一方、撮影関連の受賞歴はないが、これはベトナム戦争時、親友を失った自責の念から、カメラマンに関わる賞・コンクールを拒否しているからだという。(Wikipediaによる)
翌年、平敷さんは『サイゴン ハートブレーク・ホテル〜日本人記者たちのベトナム戦争』を出版。ゆかりの日本人ジャーナリストたちを描いた。一作目と並んで、戦場におけるジャーナリズムのあり方を考える上でも最良の本だと思う。
去年、山本美香さんが亡くなったあと、このブログで、戦場ジャーナリストについて書いたさい、これらの本を何度か引用させてもらった。
http://d.hatena.ne.jp/takase22/20120901
これが平敷さんの目に止まり、私にお便りと新著を送ってくださったのだった。
平敷さんとはお会いした事がない。伝説の大先輩から直にお手紙をいただいたことに驚き、また感動した。
「1975年、ベトナム戦争が終わった後、私は日本には戻らず西に旅を続け、ドイツ支局を基地にして、西欧、東欧やソ連(当時)、アフリカや中近東、そしてニューヨーク本社に勤務して、アメリカの出来事をテレビカメラに収録してきました。」(手紙より)
前2作はベトナム戦争について書かれたが、新著『アイウィットネス』には、ベトナム戦争が終わった1975年から、2006年に68歳で現役を退くまでの30年におよぶ世界を股にかけた平敷さんの仕事ぶりが書かれている。

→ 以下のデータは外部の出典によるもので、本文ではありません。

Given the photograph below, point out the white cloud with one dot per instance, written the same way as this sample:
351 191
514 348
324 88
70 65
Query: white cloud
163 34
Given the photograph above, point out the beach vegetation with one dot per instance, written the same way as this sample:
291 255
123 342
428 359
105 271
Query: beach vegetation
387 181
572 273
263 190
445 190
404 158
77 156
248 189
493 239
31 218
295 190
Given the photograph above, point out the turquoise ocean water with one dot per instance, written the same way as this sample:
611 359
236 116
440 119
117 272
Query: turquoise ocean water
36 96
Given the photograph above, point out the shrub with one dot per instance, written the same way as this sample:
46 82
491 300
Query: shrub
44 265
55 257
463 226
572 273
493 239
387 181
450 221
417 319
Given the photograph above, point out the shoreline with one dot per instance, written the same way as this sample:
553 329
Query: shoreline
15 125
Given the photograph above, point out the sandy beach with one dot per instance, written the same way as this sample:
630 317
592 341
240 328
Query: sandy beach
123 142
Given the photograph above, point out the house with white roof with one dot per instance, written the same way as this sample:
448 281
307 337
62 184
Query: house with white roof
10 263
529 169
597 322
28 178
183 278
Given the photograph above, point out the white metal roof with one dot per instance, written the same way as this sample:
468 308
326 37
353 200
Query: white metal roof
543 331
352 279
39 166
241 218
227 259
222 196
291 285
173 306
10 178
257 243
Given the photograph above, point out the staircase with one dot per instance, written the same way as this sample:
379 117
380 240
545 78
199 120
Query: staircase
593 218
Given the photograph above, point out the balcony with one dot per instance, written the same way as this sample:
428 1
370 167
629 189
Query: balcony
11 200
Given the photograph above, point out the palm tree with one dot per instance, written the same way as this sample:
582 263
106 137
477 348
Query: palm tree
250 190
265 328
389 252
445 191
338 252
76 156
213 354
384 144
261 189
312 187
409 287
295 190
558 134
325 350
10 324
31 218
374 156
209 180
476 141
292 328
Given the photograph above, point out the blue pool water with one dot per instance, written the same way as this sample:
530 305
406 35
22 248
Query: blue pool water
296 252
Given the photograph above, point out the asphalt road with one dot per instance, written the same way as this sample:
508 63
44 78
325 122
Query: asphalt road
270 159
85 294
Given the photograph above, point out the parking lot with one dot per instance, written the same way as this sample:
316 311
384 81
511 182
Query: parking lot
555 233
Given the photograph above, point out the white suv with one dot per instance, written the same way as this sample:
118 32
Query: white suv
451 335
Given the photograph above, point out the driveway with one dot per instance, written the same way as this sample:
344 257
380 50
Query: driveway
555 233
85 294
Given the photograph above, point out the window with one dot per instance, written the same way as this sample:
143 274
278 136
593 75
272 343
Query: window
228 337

「これは、迷い続けたニュースカメラマンの試行錯誤の記録だとも言えるし、私自身がビューファインダーを通して目撃した現代史のイベントの少しピンボケの記録だともとれる。
(略)
これまでの作を含め、私の回想録は、仲間たちへの賛歌であり、鎮魂歌であり、彼らのポートレイトである。ロバート・キャパや澤田教一や岡村昭彦にはなれなかったが、50年近いカメラマン人生を全うできたのは満足している。来世もニュースカメラマンをやろうかやるまいかは考慮中、まだ答えを出していない」(あとがきより)
興味津々。おいおい紹介していきたい。
しかし、平敷さん、よくこれほど具体的で臨場感あふれる本が書けるものだと感心させられる。そもそも、ムービーカメラマンが本格派ノンフィクションを立て続けに書くということ自体、この世界を多少知っているものとしては驚きである。
一人でカメラを回しレポートもしナレーションも書いて編集もするというビデオジャーナリストという存在は、機材の発達と取材費の低減を背景に90年代に登場したが、平敷さんの時代は、記者、カメラ、音声としっかり分業があった。カメラマンといえば職人肌の人が多く、平敷さんも高卒のたたき上げである。
筆力のもとになっているのは何か、ベトナムを含め40年以上、報道の第一線で磨かれた洞察力なのか、一度平敷さんに聞いてみたい。